Seit der Jungsteinzeit haben die Chinesen Hunde gegessen. Ihr Fleisch war stets teurer als Schwein oder Huhn. Zur Geburt eines Sohnes musste Hundefleisch auf den Tisch, war es „nur“ eine Tochter, begnügte sich die Familie mit Schweinefleisch. Heute finden sich die Hundefleisch-Esser vor allem im Süden des Landes, doch auch dort ist es eine kleine Minderheit. In der Provinz Guangxi veranstalten die Menschen jeden Sommer gar ein Hundefleischfest. Dabei haben sie allerdings zunehmend mit Tierschützern zu kämpfen. Denn Hunde sind längst keine Leckerbissen mehr im Land. Sie sind Haustiere.

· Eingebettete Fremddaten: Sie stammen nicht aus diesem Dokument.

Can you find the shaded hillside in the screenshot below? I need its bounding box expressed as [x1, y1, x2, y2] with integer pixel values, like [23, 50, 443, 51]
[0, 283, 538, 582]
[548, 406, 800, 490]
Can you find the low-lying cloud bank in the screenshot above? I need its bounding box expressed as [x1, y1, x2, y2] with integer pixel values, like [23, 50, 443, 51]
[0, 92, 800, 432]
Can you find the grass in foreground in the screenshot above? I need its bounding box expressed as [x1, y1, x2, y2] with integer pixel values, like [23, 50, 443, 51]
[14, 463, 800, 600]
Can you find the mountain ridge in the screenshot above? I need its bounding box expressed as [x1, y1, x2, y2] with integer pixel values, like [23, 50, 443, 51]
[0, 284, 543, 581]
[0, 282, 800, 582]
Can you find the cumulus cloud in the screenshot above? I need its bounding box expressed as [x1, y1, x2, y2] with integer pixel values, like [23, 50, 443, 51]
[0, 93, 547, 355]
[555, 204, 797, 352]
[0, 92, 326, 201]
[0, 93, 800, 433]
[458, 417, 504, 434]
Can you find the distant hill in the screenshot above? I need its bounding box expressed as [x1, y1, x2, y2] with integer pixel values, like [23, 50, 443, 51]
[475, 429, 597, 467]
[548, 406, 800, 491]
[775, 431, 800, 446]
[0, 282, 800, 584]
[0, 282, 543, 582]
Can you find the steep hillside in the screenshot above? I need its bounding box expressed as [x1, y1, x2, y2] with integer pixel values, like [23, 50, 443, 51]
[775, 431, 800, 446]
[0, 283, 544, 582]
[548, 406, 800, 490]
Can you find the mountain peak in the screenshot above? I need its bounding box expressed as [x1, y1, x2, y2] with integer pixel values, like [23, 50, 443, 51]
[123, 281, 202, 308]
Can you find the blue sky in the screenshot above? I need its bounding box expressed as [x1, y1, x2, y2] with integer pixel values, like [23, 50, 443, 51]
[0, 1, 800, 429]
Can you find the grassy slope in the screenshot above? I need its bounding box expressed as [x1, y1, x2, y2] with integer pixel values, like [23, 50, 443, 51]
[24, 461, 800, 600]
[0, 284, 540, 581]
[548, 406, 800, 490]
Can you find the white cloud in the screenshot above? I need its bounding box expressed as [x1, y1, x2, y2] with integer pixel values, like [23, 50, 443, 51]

Nicht dass es das nicht bereits früher gegeben hatte. Die herrschsüchtige kaiserliche Witwe Cixi ließ für ihre große Vierbeiner-Liebe ein „Hundehaus“ mit tausend Tieren bauen. Die Bediensteten parfümierten sie, führten sie aus, servierten ihnen erlesene Speisen. So einen Luxus kann sich die 25-jährige Cheng Sai nicht leisten. „Im ganz kleinen Rahmen aber bieten wir unseren Tieren alles, was ihr Herz begehrt“, sagt die Ökonomin, die vor drei Jahren aus der Provinz Shandong nach Peking kam und hier ihren Spa Love Pet im Erdgeschoss eines Wolkenkratzers eröffnete. Baden, Haare schneiden, Haare färben, Massage, Pediküre. Hundeknochen und eine bunte Hundeleine gibt’s dazu.

Zwei Stunden Schönheitspflege für 42 Euro

„Zwei Stunden dauert die Schönheitsprozedur, 360 Yuan (etwa 42 Euro) kostet die Behandlung“, erzählt sie in ihrem Laden, während ihr grauer Pudel Cooky immer wieder vom Sessel auf den Boden hüpft. Noch ist es leer im Tiersalon, einer der sechs Mitarbeiter saugt die Tierhaare weg. „Das Kundenaufkommen kann man nicht abschätzen, manchmal warten hier acht Leute und 16 Tiere.“

Im Schaufenster winden sich sechs Katzen um grün-graue Kratzbäume, im Hinterzimmer kläffen zwei Dutzend Welpen in den gelben Käfigen um Aufmerksamkeit. Cheng Sai arbeitet mit Tierheimen zusammen, veranstaltet Hunde-Aktionen, bei denen sie Hund und Möchtegern-Herrchen zusammenbringt. Sie nimmt auch Tiere für mehrere Tage auf: Die Käfige gelten als „Hundehotel“. Menschen, die Hunde essen, versteht sie genauso wenig wie den chinesischen Makler, der sich kürzlich für umgerechnet 1,4 Millionen Euro einen Tibet-Mastiff sicherte. Löwenblut soll das Tier mit der Löwenmähne haben. „Hunde sind bei uns längst ein Modeaccessoire geworden“, sagt Cheng Sai, „manche übertreiben es.“ An den Auswüchsen der neuen chinesischen Tierliebe will sie aber mitverdienen.